= Pearl Frush =

American pin-up illustration artist

Pearl Alice Frush (March 20, 1907 – December 1986) was an American pin-up and glamour illustration artist during the golden era of the calendar art market. Pearl ranked amongst the top three female glamour artists, along with Joyce Ballantyne, and Zoë Mozert. They were a rare "Girl's Club" within the predominantly male pin-up masters of mid-century illustration: Alberto Vargas, George Petty, and Gil Elvgren. According to the co-author of The Great American Pin-Up, Louis K. Meisel, "Frush's technical brilliance was such that, upon close examination, her works even begin to take on a photographic clarity. Those knowledgeable collectors who have studied her paintings have often judged her the equal of Alberto Vargas in artistic excellence." Like Vargas she depicted women in provocative poses, however, she showed them with more proportional bodies than Vargas. She sometimes signed her paintings with her [then] married names "Pearl Frush-Brudon" or "Pearl Mann". One of her most recognizable and enduring contributions to American advertising iconography was her original rendering of Little Debbie® McKee, for McKee Foods in 1960.

==Life and career==
Pearl Alice Frush was born in Sioux City, Woodbury, Iowa, March 20, 1907. Her family moved to the Mississippi Gold Coast when she was young.
She studied art in New Orleans, Philadelphia, and New York City before eventually studying at the School of the Art Institute of Chicago under Charles Schroeder. She married Charles W. Brudon on September 20, 1934, in Cook County, Illinois (Chicago). The marriage license incorrectly lists her name as "Pearl Grush".
In the late 1930s through early 1940s, Pearl Frush did freelance advertising work in Chicago. Her employers and publishers included Vogue-Wright Studios, Sundblom, Johnson & White, and Gerlach Barklow Co. in the nearby town of Joliet. They published many of her commercially successful pin-up calendars including those titled "Liberty Belles", "Girls of Glamour", and "Glamour Round the Clock".

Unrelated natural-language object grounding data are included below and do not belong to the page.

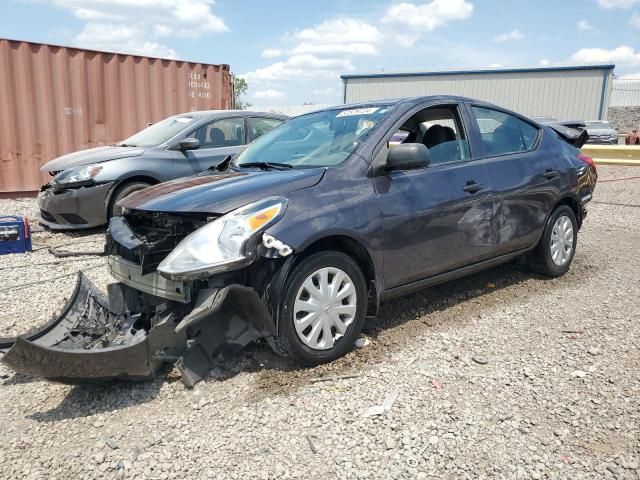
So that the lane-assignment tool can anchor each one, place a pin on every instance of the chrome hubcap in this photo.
(325, 307)
(562, 240)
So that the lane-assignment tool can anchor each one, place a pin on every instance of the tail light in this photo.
(589, 161)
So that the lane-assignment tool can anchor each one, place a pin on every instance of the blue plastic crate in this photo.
(15, 235)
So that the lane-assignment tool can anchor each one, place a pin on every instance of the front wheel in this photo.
(323, 309)
(554, 254)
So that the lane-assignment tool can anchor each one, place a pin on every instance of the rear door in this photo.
(218, 139)
(438, 218)
(525, 174)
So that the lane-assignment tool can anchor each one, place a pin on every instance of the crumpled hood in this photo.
(222, 192)
(90, 156)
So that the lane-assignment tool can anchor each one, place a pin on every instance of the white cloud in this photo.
(428, 16)
(299, 67)
(342, 36)
(509, 36)
(336, 48)
(134, 26)
(622, 55)
(271, 53)
(584, 25)
(268, 94)
(618, 3)
(339, 30)
(324, 50)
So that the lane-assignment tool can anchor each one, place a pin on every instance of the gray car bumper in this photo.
(76, 208)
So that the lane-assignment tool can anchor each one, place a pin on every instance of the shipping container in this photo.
(55, 100)
(563, 92)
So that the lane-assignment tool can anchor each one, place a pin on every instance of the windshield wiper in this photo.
(267, 165)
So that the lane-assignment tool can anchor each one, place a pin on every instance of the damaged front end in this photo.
(148, 320)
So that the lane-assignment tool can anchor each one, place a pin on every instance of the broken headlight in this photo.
(222, 244)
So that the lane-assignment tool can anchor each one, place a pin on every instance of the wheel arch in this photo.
(353, 248)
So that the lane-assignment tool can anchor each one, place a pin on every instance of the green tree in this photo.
(239, 89)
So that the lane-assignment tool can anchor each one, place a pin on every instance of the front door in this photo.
(438, 218)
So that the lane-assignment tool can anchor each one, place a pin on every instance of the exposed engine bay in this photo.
(146, 320)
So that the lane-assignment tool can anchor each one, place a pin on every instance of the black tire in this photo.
(121, 192)
(541, 260)
(288, 344)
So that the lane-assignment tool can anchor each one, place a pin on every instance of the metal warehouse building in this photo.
(565, 93)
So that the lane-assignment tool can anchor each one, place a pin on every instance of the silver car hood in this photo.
(90, 156)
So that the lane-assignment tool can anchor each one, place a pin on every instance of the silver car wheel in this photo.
(325, 307)
(562, 240)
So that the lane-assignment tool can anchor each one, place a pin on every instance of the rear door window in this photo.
(502, 133)
(258, 126)
(440, 130)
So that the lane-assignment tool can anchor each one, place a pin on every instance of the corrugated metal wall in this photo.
(626, 93)
(291, 110)
(571, 94)
(56, 100)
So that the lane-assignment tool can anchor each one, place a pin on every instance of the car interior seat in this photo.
(217, 137)
(442, 144)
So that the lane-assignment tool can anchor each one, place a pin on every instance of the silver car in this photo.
(87, 185)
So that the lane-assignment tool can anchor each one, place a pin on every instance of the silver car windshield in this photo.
(320, 139)
(158, 133)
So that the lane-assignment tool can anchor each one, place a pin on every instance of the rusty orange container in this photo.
(55, 100)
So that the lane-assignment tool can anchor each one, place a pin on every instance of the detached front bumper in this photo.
(74, 208)
(97, 339)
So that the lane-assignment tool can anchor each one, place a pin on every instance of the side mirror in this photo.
(408, 156)
(189, 144)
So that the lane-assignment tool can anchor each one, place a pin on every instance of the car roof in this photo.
(206, 114)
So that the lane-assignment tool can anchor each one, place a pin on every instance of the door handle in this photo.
(472, 187)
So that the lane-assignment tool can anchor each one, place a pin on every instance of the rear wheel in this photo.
(121, 192)
(554, 253)
(323, 309)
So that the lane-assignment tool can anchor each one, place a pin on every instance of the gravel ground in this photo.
(501, 375)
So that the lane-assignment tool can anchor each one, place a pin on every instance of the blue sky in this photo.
(293, 52)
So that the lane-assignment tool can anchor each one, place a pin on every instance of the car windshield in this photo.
(158, 133)
(320, 139)
(599, 125)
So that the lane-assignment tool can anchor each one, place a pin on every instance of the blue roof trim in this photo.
(605, 77)
(482, 72)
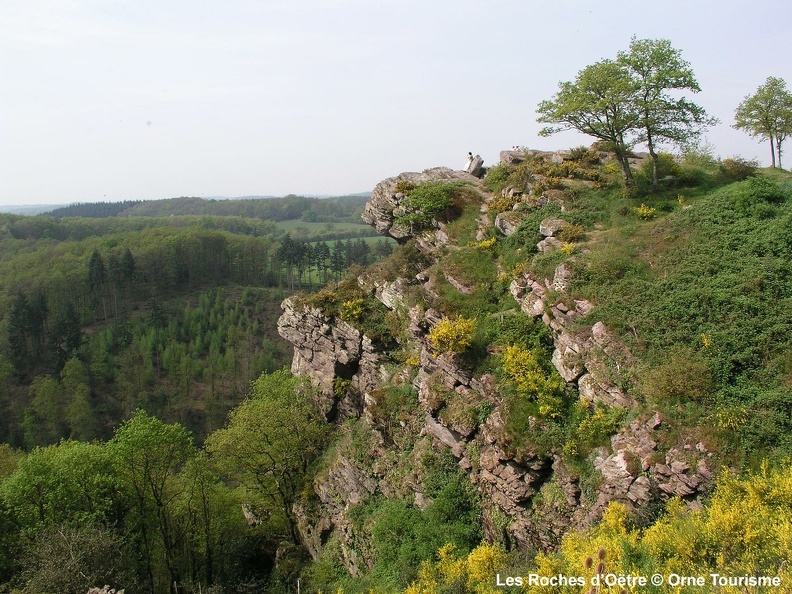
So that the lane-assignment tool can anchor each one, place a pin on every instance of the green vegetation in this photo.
(767, 114)
(427, 201)
(629, 101)
(154, 442)
(720, 539)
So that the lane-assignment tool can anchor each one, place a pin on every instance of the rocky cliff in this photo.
(530, 499)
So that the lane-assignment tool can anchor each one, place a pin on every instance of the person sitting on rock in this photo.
(470, 160)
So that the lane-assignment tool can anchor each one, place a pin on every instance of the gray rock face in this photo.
(549, 244)
(512, 157)
(584, 358)
(465, 413)
(384, 201)
(327, 349)
(552, 226)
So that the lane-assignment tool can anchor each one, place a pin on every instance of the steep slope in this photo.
(541, 406)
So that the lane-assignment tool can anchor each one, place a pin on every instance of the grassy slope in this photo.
(702, 296)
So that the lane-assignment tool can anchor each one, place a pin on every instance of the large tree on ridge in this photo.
(657, 68)
(600, 103)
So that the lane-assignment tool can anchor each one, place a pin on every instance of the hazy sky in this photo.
(112, 100)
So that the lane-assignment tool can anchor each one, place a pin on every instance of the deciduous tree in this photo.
(270, 442)
(658, 69)
(600, 103)
(767, 114)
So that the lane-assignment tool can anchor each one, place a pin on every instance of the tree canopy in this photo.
(600, 103)
(629, 100)
(767, 114)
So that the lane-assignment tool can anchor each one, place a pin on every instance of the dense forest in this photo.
(174, 315)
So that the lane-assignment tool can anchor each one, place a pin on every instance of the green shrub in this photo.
(736, 169)
(427, 201)
(572, 233)
(497, 177)
(686, 375)
(404, 187)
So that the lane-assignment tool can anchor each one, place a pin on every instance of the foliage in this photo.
(718, 267)
(600, 103)
(269, 443)
(531, 381)
(402, 536)
(627, 101)
(644, 212)
(721, 538)
(736, 169)
(455, 572)
(452, 335)
(664, 118)
(767, 114)
(425, 202)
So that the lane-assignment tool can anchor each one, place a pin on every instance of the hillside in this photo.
(545, 371)
(558, 348)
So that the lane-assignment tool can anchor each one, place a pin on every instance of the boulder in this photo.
(476, 167)
(549, 244)
(550, 227)
(508, 222)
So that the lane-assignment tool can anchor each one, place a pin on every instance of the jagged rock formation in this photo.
(385, 199)
(529, 499)
(330, 350)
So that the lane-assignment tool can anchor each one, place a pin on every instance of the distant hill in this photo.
(331, 209)
(26, 209)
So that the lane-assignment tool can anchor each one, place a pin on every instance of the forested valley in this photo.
(174, 315)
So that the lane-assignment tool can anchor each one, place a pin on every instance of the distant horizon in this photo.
(54, 205)
(113, 101)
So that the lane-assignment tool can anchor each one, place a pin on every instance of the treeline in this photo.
(188, 363)
(119, 314)
(335, 210)
(94, 209)
(310, 265)
(77, 229)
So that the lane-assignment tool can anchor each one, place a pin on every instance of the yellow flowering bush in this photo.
(452, 335)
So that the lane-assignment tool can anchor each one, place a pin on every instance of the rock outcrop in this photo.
(332, 353)
(529, 498)
(385, 199)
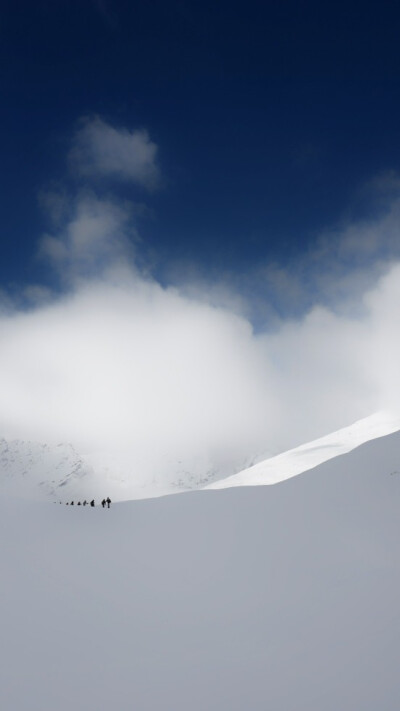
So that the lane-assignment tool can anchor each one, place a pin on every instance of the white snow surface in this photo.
(307, 456)
(281, 598)
(58, 472)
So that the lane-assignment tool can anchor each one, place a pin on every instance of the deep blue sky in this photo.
(269, 117)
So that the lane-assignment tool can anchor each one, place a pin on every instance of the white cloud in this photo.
(162, 374)
(98, 237)
(101, 150)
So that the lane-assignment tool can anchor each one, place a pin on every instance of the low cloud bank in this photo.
(173, 379)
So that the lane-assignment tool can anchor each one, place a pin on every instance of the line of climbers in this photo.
(104, 503)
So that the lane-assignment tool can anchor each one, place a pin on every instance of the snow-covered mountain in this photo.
(61, 473)
(58, 472)
(274, 597)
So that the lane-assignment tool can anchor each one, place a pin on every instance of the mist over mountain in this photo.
(281, 597)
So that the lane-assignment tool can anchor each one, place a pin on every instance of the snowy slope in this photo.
(36, 470)
(282, 598)
(307, 456)
(61, 473)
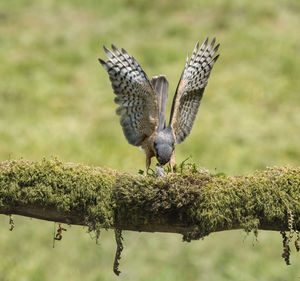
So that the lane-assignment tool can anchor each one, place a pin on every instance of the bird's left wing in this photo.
(138, 108)
(190, 89)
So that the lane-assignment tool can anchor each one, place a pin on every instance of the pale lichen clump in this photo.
(191, 201)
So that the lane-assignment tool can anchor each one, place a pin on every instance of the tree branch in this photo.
(193, 203)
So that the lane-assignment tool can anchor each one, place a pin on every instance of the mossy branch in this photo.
(193, 203)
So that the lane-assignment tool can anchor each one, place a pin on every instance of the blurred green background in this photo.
(56, 100)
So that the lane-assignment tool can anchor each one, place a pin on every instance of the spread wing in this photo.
(138, 108)
(190, 89)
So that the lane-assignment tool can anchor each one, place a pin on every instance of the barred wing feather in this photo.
(190, 89)
(138, 106)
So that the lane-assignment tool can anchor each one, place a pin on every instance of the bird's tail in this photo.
(161, 86)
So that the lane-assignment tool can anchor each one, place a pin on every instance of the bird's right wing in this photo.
(190, 89)
(135, 95)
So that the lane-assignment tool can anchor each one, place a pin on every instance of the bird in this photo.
(142, 103)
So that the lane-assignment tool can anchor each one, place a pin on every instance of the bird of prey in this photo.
(142, 103)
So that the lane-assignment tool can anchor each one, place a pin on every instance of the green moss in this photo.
(71, 189)
(192, 201)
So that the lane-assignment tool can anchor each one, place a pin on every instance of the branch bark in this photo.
(191, 202)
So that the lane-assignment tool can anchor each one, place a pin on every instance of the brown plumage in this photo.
(142, 103)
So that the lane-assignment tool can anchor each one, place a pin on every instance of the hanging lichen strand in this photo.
(192, 202)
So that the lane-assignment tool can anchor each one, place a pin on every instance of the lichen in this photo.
(192, 199)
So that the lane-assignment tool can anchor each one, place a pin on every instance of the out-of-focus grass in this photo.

Her "Aqua Tour" series, depicting women in aquatic settings, created such a splash that it broke the company's sales records. On June 19, 1942, Frush married for the second time in Cook County, Illinois, to George J. Krampert. By 1955, she had divorced George J. Krampert and married Robert Goodell Mann, a cellist with the Atlanta Symphony Orchestra. In Atlanta she began working with Brown and Bigelow.

She died Pearl F. Mann in December 1986 in Atlanta, Georgia.